For the year ended 29th March 2023, the pre-revenue company lost £853,000 before tax – compared with £941,000 in 2022 – with an R&D tax credit of £199,000 taking loss after tax to £654,000.

The firm stated this morning: “The group is reliant upon FDA approval subsequent sales and/or further financing to meet its working capital needs. There is no guarantee that these will be achieved… these events or conditions indicate that a material uncertainty exists that may cast significant doubt on the company’s ability to continue as a going concern.”

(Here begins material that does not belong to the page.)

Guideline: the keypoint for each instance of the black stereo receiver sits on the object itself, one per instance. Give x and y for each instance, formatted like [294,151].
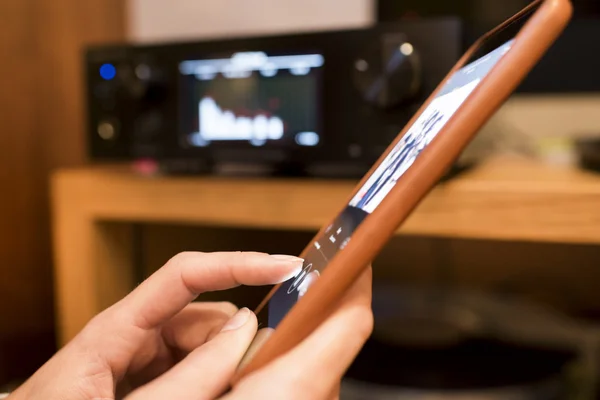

TruSpine says it is in advanced discussions with a third party lender in relation to potential funding.

In May the board of TruSpine Technologies Plc survived a shareholder revolt. Laurence Strauss, who took over as CEO at the end of February, CFO Norman Lott and non-executive directors Annabel Schild and Nik Patel remained in post despite an effort to replace them with Todd Michael Cramer, Peter Houghton and Anthony Swoboda.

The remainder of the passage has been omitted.